Companies have also been warned that unless required by law, it will also not be allowed to physically retain an individual’s NRIC from September 1.
Although the law already prohibits the indiscriminate collection of consumers’ personal data and requires organizations to report on the use of the data, privacy advocates have argued that details of the NRIC are still being collected, sometimes for reasons futile. These ranged from booking a movie ticket to renting a bike.
Following public comments, the privacy watchdog proposed updated guidelines which were then submitted for public consultation from November to December of last year, before stricter rules were introduced. are developed.
However, there are exceptions.
NRIC numbers or copies of the NRIC can only be obtained or shared if they are required by law, for example when subscribing to a new phone line, making a doctor’s appointment, or calling a doctor. check-in at a hotel.
Details of the NRIC can also be collected when there is a need to accurately verify the identity of an individual “to a high degree of fidelity”.
This would include visits to preschools or transactions involving health, financial or real estate matters, and when not received it could endanger safety or cause significant damage.
“Where the collection, use and disclosure of physical NRICs or the retention of physical NRICs is permitted, organizations should ensure that adequate safeguards are in place to protect personal data in their possession or under their control. , in accordance with their obligations under the PDPA, âthe commission added.
These updated guidelines do not apply to government or to any agency or public body acting on its behalf.
In response to questions from the Straits Times, a spokesperson for Smart Nation and the Digital Government Office said the government is the issuing authority for the NRIC and is rightfully using it to “carry out its duties. and services with citizens in a secure manner â.
The spokesperson added: âNonetheless, the government will review its processes to ensure that public bodies limit the use of NRICs and the retention of physical NRICs to transactions where such use is required by law or is necessary. to establish with precision the identity of the persons. “
Organizations that flout the law can be fined up to $ 1 million.
These updated rules for NRIC numbers also apply to other national identification numbers, such as birth certificate numbers, foreign identification numbers, and work permit numbers.
Although passports are periodically replaced, the commission said organizations should also avoid collecting individuals’ full passport numbers unless justified.
He acknowledged that some organizations collect a partial NRIC number and clarified that details up to the last three numeric digits and the letter of the NRIC would not be considered the full NRIC number.
But he added that those partial numbers are still considered personal data under the law because they could identify a person.
The privacy watchdog reiterated that organizations that collect partial NRICs must always comply with the provisions of the data protection law and must take steps to ensure that such data is secure and not disclosed.
He said it does not prescribe the type of identifiers that organizations can use in place of NRIC numbers, and that organizations are encouraged to evaluate these alternatives based on their own needs.

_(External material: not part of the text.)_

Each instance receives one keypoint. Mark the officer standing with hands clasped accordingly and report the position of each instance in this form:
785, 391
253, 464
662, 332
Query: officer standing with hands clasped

Some suggested alternatives include an organization or user-generated ID, tracking numbers, or organization-issued QR codes.
The commission said it would, along with the Infocomm Media Development Authority (IMDA), help organizations adapt by publishing a technical guide on replacing the NRIC number with alternative identifiers.
The commission and IMDA will identify pre-approved technology solutions that companies can adopt.
They will also develop review templates that organizations can use to manage customer expectations during this time of transition.